Thursday, November 7th, 2013 by Brian Stewart
The envelope of your home is a name for the boundaries that enclose the conditioned space. For your home, the envelope probably consists of some combination of the walls, floors and ceilings. Another name for the envelope is the building shell.
The conditioned space of your home is the portion of the home you heat in winter and cool in summer. This typically includes the main living areas. It typically does not include the attic or crawlspace. Sometimes the conditioned space includes the basement.
When you spend money (pay the postage) to heat and cool air for your conditioned spaces, you don’t want that air to leak outside and be wasted. A well-constructed envelope will keep the conditioned air inside the conditioned space with a minimum of leakage. This is referred to as having an effective air barrier and can really reduce the postage.
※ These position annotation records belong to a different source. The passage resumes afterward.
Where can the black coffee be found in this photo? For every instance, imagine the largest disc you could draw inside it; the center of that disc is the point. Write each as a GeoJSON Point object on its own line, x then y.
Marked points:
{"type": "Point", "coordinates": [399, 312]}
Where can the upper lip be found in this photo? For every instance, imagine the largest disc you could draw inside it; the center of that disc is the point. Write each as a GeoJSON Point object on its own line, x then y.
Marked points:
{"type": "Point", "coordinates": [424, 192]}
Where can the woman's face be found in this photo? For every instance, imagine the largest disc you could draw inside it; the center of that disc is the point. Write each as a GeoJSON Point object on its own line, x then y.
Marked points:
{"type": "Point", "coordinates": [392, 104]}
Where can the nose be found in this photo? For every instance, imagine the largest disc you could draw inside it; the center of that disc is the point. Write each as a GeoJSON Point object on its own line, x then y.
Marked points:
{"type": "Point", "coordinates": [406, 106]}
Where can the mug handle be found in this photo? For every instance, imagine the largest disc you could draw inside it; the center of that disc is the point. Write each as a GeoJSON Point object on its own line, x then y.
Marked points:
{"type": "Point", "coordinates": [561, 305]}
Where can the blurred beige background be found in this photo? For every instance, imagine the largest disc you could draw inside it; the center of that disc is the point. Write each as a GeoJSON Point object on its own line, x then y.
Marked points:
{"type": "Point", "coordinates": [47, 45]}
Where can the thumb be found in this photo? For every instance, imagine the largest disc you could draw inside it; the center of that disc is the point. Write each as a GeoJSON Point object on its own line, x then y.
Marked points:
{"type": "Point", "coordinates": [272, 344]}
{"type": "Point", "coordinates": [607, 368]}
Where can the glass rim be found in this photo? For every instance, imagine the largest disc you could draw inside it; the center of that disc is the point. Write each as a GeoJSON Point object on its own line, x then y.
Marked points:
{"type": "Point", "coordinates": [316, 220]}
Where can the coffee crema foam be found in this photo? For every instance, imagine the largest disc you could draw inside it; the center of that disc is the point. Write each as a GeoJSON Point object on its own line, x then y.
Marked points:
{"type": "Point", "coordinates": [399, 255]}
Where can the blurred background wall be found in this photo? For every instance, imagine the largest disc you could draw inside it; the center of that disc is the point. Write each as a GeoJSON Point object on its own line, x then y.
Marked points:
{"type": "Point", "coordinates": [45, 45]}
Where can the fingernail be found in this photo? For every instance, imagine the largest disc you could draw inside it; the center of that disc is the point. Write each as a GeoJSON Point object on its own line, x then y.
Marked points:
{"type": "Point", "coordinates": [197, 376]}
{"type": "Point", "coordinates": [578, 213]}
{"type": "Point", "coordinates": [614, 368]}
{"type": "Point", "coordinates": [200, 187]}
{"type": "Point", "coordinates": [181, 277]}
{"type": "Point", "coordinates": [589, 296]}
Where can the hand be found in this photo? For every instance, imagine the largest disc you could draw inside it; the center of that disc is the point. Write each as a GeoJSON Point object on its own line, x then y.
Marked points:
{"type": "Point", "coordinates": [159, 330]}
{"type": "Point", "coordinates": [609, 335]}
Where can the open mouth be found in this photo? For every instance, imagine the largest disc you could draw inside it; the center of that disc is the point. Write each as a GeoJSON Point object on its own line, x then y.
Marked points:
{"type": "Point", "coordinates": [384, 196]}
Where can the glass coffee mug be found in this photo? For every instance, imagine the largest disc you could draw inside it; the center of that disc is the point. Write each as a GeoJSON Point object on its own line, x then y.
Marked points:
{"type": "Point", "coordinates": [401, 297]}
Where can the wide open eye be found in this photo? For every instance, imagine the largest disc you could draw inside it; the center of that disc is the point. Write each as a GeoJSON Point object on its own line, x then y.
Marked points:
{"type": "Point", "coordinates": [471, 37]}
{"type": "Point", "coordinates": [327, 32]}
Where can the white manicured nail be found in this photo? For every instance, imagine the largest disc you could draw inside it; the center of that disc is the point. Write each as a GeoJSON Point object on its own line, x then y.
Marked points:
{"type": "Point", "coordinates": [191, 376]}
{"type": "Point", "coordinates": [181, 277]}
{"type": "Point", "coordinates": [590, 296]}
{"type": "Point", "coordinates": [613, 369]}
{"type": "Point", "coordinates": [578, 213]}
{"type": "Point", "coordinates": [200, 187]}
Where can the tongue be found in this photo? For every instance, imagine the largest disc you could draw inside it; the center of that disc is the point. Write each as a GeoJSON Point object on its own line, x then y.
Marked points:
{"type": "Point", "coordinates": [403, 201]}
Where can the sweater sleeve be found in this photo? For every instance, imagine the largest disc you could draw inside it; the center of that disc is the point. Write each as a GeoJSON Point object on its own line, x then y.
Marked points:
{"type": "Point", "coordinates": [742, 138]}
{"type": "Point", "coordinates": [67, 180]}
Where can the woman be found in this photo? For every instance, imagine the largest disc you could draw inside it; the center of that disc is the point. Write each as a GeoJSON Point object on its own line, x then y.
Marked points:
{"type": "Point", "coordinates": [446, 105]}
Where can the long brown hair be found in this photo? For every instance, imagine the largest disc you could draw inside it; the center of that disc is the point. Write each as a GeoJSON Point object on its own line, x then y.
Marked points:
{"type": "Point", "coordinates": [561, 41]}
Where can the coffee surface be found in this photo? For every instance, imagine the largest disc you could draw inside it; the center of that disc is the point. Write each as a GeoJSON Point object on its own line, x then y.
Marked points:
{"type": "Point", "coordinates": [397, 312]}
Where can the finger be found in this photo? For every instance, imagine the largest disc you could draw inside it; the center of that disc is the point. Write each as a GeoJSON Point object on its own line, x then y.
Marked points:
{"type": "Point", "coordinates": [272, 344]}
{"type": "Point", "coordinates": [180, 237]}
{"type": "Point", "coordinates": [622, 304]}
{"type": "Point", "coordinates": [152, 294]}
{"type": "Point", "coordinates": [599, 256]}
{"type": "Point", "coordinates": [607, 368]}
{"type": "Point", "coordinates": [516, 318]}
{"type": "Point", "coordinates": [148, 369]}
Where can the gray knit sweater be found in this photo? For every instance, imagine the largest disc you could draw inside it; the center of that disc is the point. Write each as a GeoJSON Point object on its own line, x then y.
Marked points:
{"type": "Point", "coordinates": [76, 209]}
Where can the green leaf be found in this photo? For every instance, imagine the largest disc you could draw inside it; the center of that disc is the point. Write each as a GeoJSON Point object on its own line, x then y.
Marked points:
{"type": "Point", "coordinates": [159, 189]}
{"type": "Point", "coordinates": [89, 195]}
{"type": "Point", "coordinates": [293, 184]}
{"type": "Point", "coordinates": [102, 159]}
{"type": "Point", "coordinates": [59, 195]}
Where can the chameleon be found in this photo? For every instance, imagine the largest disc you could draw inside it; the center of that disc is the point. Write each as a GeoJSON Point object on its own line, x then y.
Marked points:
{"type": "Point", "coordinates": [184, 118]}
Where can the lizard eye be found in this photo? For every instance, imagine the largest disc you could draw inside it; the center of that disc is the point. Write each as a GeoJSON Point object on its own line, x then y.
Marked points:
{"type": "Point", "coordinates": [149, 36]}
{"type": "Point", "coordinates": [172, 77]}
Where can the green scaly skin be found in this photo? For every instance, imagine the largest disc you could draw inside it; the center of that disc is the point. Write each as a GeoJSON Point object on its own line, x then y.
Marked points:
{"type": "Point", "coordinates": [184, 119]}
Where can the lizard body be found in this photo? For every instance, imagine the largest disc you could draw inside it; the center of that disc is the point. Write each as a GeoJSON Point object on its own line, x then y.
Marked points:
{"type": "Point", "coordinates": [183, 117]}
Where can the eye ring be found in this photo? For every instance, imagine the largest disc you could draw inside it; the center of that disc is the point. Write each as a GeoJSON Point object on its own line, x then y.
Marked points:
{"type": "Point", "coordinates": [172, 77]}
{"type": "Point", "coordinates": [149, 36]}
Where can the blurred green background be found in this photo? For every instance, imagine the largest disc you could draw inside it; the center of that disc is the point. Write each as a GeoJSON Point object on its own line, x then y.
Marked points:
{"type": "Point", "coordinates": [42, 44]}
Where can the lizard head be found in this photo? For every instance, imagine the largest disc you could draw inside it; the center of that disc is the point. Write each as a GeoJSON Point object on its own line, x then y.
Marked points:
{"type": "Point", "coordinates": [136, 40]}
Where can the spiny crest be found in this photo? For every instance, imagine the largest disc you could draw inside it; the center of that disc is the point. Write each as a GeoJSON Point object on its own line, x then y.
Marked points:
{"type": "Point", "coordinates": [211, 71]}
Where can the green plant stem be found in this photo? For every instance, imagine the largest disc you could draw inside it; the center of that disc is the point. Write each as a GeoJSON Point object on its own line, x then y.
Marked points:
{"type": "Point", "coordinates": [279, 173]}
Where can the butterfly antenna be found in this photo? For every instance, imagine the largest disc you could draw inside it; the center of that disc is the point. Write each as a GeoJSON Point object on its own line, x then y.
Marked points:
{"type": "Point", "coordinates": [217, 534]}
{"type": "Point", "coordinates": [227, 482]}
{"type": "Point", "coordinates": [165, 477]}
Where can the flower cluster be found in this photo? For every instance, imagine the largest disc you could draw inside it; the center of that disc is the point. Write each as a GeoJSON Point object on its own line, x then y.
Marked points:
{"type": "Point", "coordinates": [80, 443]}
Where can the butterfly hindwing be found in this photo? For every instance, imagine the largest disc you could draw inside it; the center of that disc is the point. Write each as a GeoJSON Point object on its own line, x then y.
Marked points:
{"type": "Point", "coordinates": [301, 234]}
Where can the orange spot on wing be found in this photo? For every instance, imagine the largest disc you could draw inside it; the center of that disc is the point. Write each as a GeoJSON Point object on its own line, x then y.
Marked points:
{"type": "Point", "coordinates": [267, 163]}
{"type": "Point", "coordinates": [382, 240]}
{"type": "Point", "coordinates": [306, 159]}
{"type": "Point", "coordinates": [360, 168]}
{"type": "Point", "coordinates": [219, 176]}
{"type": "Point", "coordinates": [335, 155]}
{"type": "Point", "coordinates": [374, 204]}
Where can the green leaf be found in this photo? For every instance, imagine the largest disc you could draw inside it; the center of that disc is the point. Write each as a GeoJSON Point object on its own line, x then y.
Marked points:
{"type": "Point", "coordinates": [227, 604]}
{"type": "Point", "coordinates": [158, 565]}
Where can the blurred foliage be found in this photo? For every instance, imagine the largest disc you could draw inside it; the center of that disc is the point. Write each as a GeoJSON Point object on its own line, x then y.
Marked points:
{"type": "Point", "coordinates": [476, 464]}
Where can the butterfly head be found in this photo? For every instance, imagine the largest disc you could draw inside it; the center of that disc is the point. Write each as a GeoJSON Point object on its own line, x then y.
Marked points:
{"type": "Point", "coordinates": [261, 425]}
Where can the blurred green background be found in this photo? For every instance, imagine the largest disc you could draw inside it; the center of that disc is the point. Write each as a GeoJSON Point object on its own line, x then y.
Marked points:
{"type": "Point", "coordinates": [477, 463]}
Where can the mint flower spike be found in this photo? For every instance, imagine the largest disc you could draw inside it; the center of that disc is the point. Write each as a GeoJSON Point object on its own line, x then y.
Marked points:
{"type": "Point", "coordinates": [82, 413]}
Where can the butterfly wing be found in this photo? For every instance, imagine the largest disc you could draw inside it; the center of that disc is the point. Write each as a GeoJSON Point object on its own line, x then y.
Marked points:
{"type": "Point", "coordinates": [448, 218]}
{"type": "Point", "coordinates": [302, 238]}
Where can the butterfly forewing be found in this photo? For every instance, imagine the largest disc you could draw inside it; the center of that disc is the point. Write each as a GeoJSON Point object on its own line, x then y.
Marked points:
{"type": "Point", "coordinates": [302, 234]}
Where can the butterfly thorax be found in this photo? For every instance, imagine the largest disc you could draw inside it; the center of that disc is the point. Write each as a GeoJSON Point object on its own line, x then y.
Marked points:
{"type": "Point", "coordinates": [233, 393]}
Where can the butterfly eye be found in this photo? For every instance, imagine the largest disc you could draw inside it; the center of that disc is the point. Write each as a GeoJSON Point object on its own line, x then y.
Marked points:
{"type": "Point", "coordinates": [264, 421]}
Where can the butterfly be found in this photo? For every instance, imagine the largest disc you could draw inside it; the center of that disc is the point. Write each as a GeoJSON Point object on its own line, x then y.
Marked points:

Another characteristic of a well-constructed envelope is thick and continuous insulation. For the climate of the St. Louis area, the applicable code for new construction calls for insulation R-values of R-49 in the attic, R-13 in framed walls above grade, and R-10 in basement or crawlspace walls. This is referred to as having an effective thermal barrier.
Meeting the code requirements for both new and existing homes can have a drastic effect on the home’s cost of ownership (postage). Gaps in the continuity of the insulation can just as drastically reduce the total effectiveness of the building envelope. For example, consider a 1,000 square foot attic with the attic floor insulated to R-49. If the attic access is uninsulated, then the R-value of the entire attic is reduced to R-36.
Many homes in the St. Louis area lack a well-defined envelope constructed with effective air and thermal barriers. If this is the case, air sealing and adding insulation may be the most important home improvements you can make.
Air sealing is the work done to establish an effective air barrier along the envelope of your home. Adding insulation is a different project designed to create an effective thermal barrier. The final touch is to ensure the air barrier and the thermal barrier are contiguous with each other.
Schedule a home energy audit or home energy checkup. A professional energy auditor will use diagnostic equipment such as a blower door and an IR camera to determine assess the state of your envelope. If you have a problem you can address it by air sealing and by adding insulation.
Want to reduce your postage? Use a great envelope.